The Mars Orbiter Laser Altimeter (MOLA) is one of the major instruments that was part of the Mars Global Surveyor (MGS) spacecraft. MGS launched on November 7th, 1996 and traveled three-hundred-and-nine days to enter Mars' orbit on September 12, 1997.
MOLA studies the planet's geophysics, geology and atmospheric circulation in addition to acting as a passive radiometer (climate applications of satellite data). MOLA was able to make the most accurate global topographic map of any planet in the solar system. It also captured the seasonal variations in snow depth on the planet, its internal structure and pathways of past water flows and watersheds. MOLA's last data collection was on June 30th, 2001.

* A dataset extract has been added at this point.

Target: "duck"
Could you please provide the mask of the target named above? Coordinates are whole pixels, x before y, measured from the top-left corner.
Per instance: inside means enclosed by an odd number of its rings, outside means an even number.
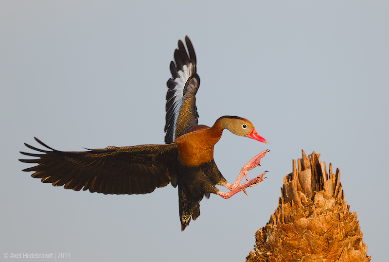
[[[178,186],[181,230],[191,219],[200,215],[200,202],[211,193],[229,198],[265,180],[265,171],[250,180],[248,171],[260,165],[261,159],[270,152],[264,150],[249,161],[238,177],[229,184],[213,159],[215,144],[223,131],[267,143],[253,124],[246,119],[224,116],[209,127],[198,124],[195,95],[200,85],[196,72],[196,55],[189,38],[187,49],[178,40],[170,63],[172,77],[167,81],[165,144],[131,146],[108,146],[86,149],[84,151],[61,151],[34,138],[44,149],[24,143],[34,153],[20,152],[33,159],[21,162],[36,164],[23,170],[34,172],[33,177],[43,183],[78,191],[103,194],[145,194],[171,184]],[[247,182],[240,184],[244,177]],[[222,192],[216,185],[226,187]]]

The MErcury Surface, Space ENvironment, GEochemistry and Ranging (MESSENGER) mission will advance understanding of Mercury and his history. MESSENGER will be the first spacecraft to achieve a stationary orbit around Mercury. It is also only the second mission, since Mariner 10 in 1974-75, to visit Mercury. To get into orbit around Mercury, it has followed a complex path through the inner solar system. Its journey includes one flyby of Earth, two past Venus, and three gravity-assist flybys of Mercury. MESSENGER launched in August 2004, and began orbiting Mercury in March 2011.
OSIRIS-REx (Origins, Spectral Interpretation, Resource Identification, Security--Regolith Explorer) will launch in 2016. It will travel to a near-Earth carbonaceous asteroid (101955) 1999 RQ36, study it in detail and bring back a sample (at least 60 grams or 2.1 ounces) to Earth in 2023. This sample will help us investigate planet formation and the origin of life, and the data collected at the asteroid will also aid our understanding of asteroids that can impact Earth (RQ36 is a potentially hazardous object with a 1-in-1,800 chance of impacting Earth in the year 2182). OSIRIS-REx is lead by PI Dante Lauretta of the University of Arizona and managed by GSFC.
The Laser Remote Sensing and the Planetary and Geodynamic Laboratories are partnering on the Swath Imaging Multi-polarization Photon-counting Lidar. SIMPL is an airborne prototype that demonstrates laser altimetry measurement methods and components that enable efficient, high-resolution, swath mapping of topography and surface properties from space. SIMPLE is the most efficient way to do laser ranging. It is a push-broom laser altimeter that includes four laser beams, each having a green and near infra-red component. One of SIMPL's major functions is to advance laser altimetry measurements of the cryosphere process in the polar regions.
Very Long Baseline Interferometry (VLBI) is a space geodetic technique that determines the relative positions of observing stations on the Earth by measuring the time difference between the arrival of a radio wavefront from a quasar at pairs of sites. VLBI also provides the fundamental celestial reference frame and the Earth orientation angles essential for all precision orbit determination such as GPS.